I am ambitious. It drives me crazy. I don’t want to be. I want to be completely content with a delicious sandwich, a decent job, and a good TV show. Or several delicious sandwiches, a reasonably decent job, and a few mediocre TV shows. Life would be a lot easier. I want to be OK with leading a quiet life, surrounded by family, like my fantastic 90-year-old grandmother.
But I’m ambitious. I don’t need to be a celebrity or a world-famous something or other. I have no interest in the paparazzi and I’m incredibly unphotogenic anyway. I don’t feel any need to make a million dollars. But I want to be recognized for what I do. I want people to think that I’m awesome. I want to be perceived as successful.
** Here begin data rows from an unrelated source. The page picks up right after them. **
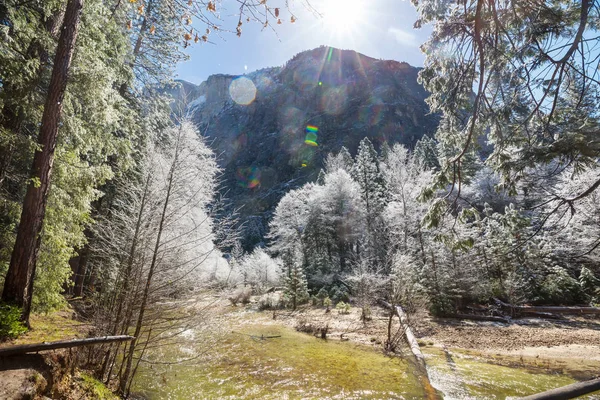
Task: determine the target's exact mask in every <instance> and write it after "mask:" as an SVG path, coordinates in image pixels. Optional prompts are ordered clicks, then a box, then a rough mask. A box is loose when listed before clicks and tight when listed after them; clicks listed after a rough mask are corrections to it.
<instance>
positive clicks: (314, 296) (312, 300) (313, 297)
mask: <svg viewBox="0 0 600 400" xmlns="http://www.w3.org/2000/svg"><path fill="white" fill-rule="evenodd" d="M319 303H321V301H320V300H319V298H317V296H314V295H313V296H310V304H311V305H312V306H313V307H316V306H318V305H319Z"/></svg>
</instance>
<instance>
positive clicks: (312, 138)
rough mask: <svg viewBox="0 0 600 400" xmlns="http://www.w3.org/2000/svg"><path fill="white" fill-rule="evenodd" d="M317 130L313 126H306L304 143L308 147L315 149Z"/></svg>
mask: <svg viewBox="0 0 600 400" xmlns="http://www.w3.org/2000/svg"><path fill="white" fill-rule="evenodd" d="M317 132H319V128H317V127H316V126H314V125H308V126H307V127H306V137H305V138H304V143H305V144H307V145H309V146H314V147H317V146H318V145H319V144H318V143H317V139H318V134H317Z"/></svg>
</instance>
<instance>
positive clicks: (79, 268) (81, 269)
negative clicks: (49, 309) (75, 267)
mask: <svg viewBox="0 0 600 400" xmlns="http://www.w3.org/2000/svg"><path fill="white" fill-rule="evenodd" d="M89 253H90V248H89V247H88V246H87V245H86V246H84V247H83V249H81V251H80V254H79V262H78V263H77V271H76V272H75V274H74V276H73V280H74V283H75V286H74V288H73V296H75V297H81V296H83V282H84V280H85V274H86V273H87V264H88V259H89Z"/></svg>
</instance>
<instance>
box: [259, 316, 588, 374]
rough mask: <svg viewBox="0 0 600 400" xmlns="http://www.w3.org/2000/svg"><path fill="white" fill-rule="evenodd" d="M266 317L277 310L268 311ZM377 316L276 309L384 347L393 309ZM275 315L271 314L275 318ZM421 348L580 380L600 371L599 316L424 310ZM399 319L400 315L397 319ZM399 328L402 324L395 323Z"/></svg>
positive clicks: (349, 336)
I want to push myself to be better at the things I’m good at. To be better at the things I’m bad at. To be better.
I feel awkward writing it, so maybe there was something to that article in the magazine. Maybe it is awkward to say that you want those things. Maybe it’s especially awkward, somehow, as a woman. I get the sense that I’m supposed to say, “I’m just so thankful for everything I have, all the time. I couldn’t imagine having anything more!” I should say, “If I ended up with two or three happy and healthy kids and nothing else, that would be completely fine. That would be perfect.” I should say, “Family is the most important thing in my life, at all times.” Or “If I never impress another person, that’s completely OK, because I am content just being who I am.”
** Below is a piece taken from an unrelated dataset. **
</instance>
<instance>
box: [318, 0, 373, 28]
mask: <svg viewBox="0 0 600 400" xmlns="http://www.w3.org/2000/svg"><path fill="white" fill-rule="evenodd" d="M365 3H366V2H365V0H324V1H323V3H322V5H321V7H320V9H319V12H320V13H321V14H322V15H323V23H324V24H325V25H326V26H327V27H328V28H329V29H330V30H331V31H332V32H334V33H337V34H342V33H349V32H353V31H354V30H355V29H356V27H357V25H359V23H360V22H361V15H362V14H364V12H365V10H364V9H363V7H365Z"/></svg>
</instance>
Sometimes I’m walking home with two unfairly heavy bags of groceries and I catch myself thinking about how much I want to succeed. It’s kind of vague. Sometimes I’m imagining getting a book deal. I know a book deal doesn’t actually mean success in the way that a lot of people define it. Plenty of writers get published only to discover that approximately ten people are even remotely interested in reading their book. I imagine myself founding a company that does something cool and productive that everyone needs. I have no idea what. What I do know is that it’s important to me to be able to someday look back at my life and point out to myself the things I did that made an impact. And by impact, I mean “affected a lot of people in an obvious and positive way.”
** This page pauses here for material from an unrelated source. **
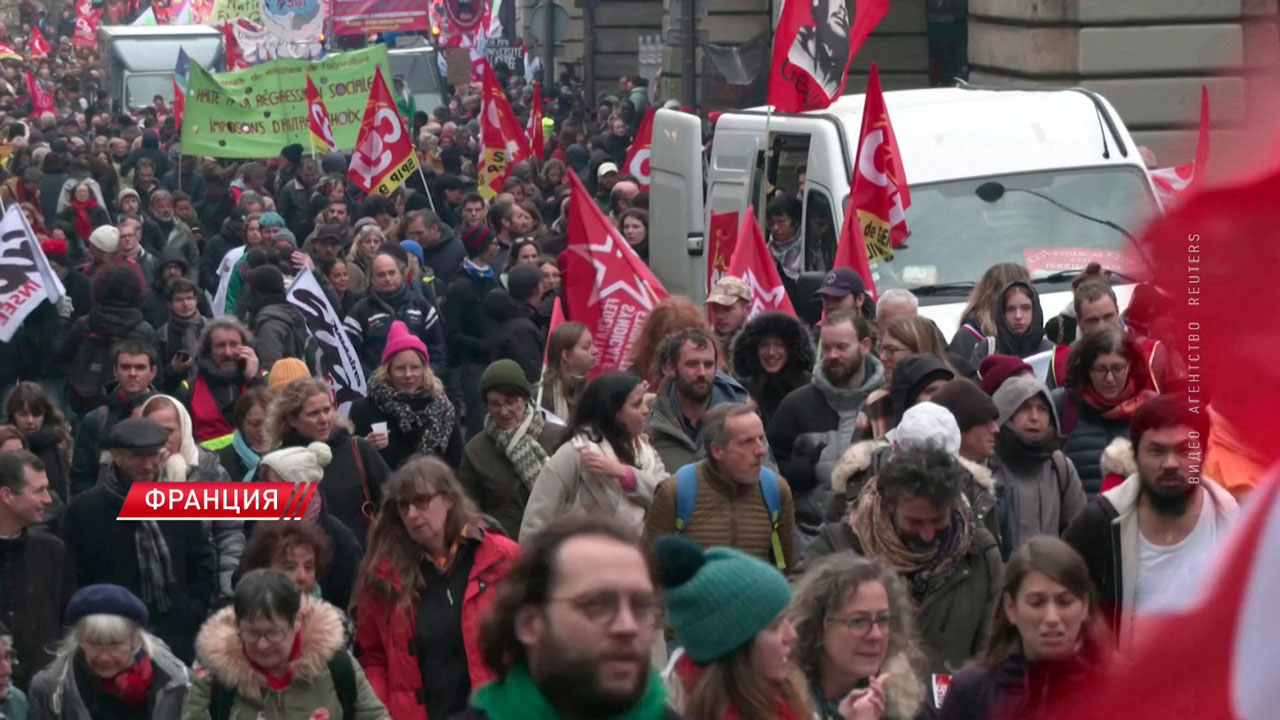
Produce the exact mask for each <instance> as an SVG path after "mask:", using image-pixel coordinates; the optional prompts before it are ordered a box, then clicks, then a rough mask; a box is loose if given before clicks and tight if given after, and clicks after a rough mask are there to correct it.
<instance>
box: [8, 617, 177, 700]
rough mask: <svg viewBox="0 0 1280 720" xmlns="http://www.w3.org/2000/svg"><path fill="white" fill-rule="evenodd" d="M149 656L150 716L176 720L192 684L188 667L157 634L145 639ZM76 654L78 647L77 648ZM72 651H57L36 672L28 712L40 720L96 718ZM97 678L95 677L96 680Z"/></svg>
mask: <svg viewBox="0 0 1280 720" xmlns="http://www.w3.org/2000/svg"><path fill="white" fill-rule="evenodd" d="M148 644H150V647H148V650H147V653H148V656H150V659H151V673H152V679H151V689H148V691H147V706H148V707H150V708H151V719H152V720H178V719H179V717H183V715H182V710H183V703H184V702H186V700H187V693H188V691H189V685H191V680H192V676H191V671H189V670H187V666H186V665H184V664H183V662H182V661H180V660H178V657H177V656H174V655H173V653H172V652H169V648H168V647H165V644H164V643H163V642H160V641H159V639H157V638H154V637H152V638H150V639H148ZM76 655H79V651H76ZM74 666H76V661H74V655H59V656H58V657H56V659H54V661H52V664H50V665H49V667H45V669H44V670H41V671H40V673H37V674H36V679H35V680H32V683H31V692H29V693H28V700H29V701H31V716H32V717H37V719H40V720H95V719H93V712H92V708H91V707H90V701H88V700H86V697H84V691H86V688H82V687H81V683H79V682H77V673H76V669H74ZM95 682H96V680H95Z"/></svg>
It can be embarrassing to admit to wanting something conventional. To admit to wanting something stereotypical. To think things that sound arrogant. I hear myself thinking, “I have a lot to say, and it’s worth something. I want everyone to have access to it. I want to be important.”
And then I quickly think, “What makes you think you deserve to be important? You aren’t that special.”
And then I think that I don’t care if I’m not incredibly special, I still have points that should be heard. I feel deserving. I feel ready.
When I talk to my young women friends, a lot of them want to be heard, too. They want to be important. They want to be conventionally successful in one way or another. They want to change things, to improve things. They don’t say, “I want to be famous.” They say that they have big goals.
We’re not supposed to want to be important. It sounds selfish. I know, because I’m uncomfortable writing about it. I assume that whoever reads this will think that I am too self-involved to be tolerated. Penelope Trunk told me to write about things that make me uncomfortable. Because that’s when I’ll know I really care about what I’m writing. And chances are, if it makes me uncomfortable, it will be something worth talking about.
So here I am. Me and Catherine Zeta-Jones. And a bunch of other women, really. Who feel kind of unfulfilled. Who feel moved to do something bigger. Who feel like we are capable of doing something bigger. Who are always thinking of another project. Who would be OK with being famous, if that happened. Who sometimes really, really want to be famous (as long as there aren’t too many cameras). Who are always sort of waiting for something to happen. Something spectacular. Who want to be heard by a lot of people. Who think they have something to say that’s worth hearing. Who believe they are deserving. Who want to make the world a little better. Who want to be remembered. Who are ambitious.
Do you consider yourself ambitious? What are your ambitions? I’m as ambitious as all get out. Sometimes I wish I could turn it off!